2026-03-16 07:39:26 -04:00
commit 1944f94fed
22 changed files with 2821 additions and 0 deletions
--- a/Component-HealthMonitoring.md
+++ b/Component-HealthMonitoring.md
@@ -0,0 +1,61 @@
+# Component: Health Monitoring
+
+## Purpose
+
+The Health Monitoring component collects and reports operational health metrics from site clusters to the central cluster, providing engineers with visibility into the status of the distributed system.
+
+## Location
+
+Site clusters (metric collection and reporting). Central cluster (aggregation and display).
+
+## Responsibilities
+
+### Site Side
+- Collect health metrics from local subsystems.
+- Periodically report metrics to the central cluster via the Communication Layer.
+
+### Central Side
+- Receive and store health metrics from all sites.
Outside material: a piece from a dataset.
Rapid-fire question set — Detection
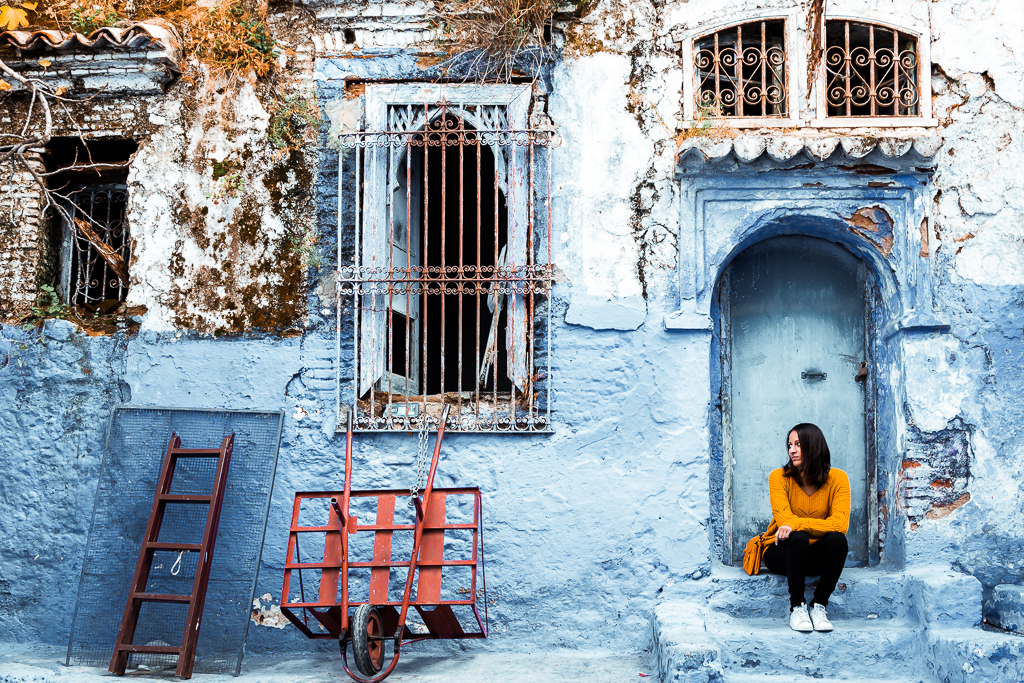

+- Detect site connectivity status (online/offline) based on heartbeat presence.
+- Present health data in the Central UI dashboard.
+
+## Monitored Metrics
+
+| Metric | Source | Description |
+|--------|--------|-------------|
+| Site online/offline | Communication Layer | Whether the site is reachable (based on heartbeat) |
+| Active/standby node status | Cluster Infrastructure | Which node is active, which is standby |
+| Data connection health | Data Connection Layer | Connected/disconnected per data connection |
+| Script error rates | Site Runtime (Script Actors) | Frequency of script failures |
+| Alarm evaluation error rates | Site Runtime (Alarm Actors) | Frequency of alarm evaluation failures |
+| Store-and-forward buffer depth | Store-and-Forward Engine | Pending messages by category (external, notification, DB write) |
+
+## Reporting Protocol
+
+- Sites send a **health report message** to central at a configurable interval (e.g., every 30 seconds).
+- Each report contains the current values of all monitored metrics.
+- If central does not receive a report within a timeout window, the site is marked as **offline**.
+
+## Central Storage
+
+- Health metrics are held **in memory** at the central cluster for display in the UI.
+- No historical health data is persisted — the dashboard shows current/latest status only.
+- Site connectivity history (online/offline transitions) may optionally be logged via the Audit Log or a separate mechanism if needed in the future.
+
+## No Alerting
+
+- Health monitoring is **display-only** for now — no automated notifications or alerts are triggered by health status changes.
+- This can be extended in the future.
+
+## Dependencies
+
+- **Communication Layer**: Transports health reports from sites to central.
+- **Data Connection Layer (site)**: Provides connection health metrics.
+- **Site Runtime (site)**: Provides script error rate and alarm evaluation error rate metrics.
+- **Store-and-Forward Engine (site)**: Provides buffer depth metrics.
+- **Cluster Infrastructure (site)**: Provides node role status.
+
+## Interactions
+
+- **Central UI**: Health Monitoring Dashboard displays aggregated metrics.
+- **Communication Layer**: Health reports flow as periodic messages.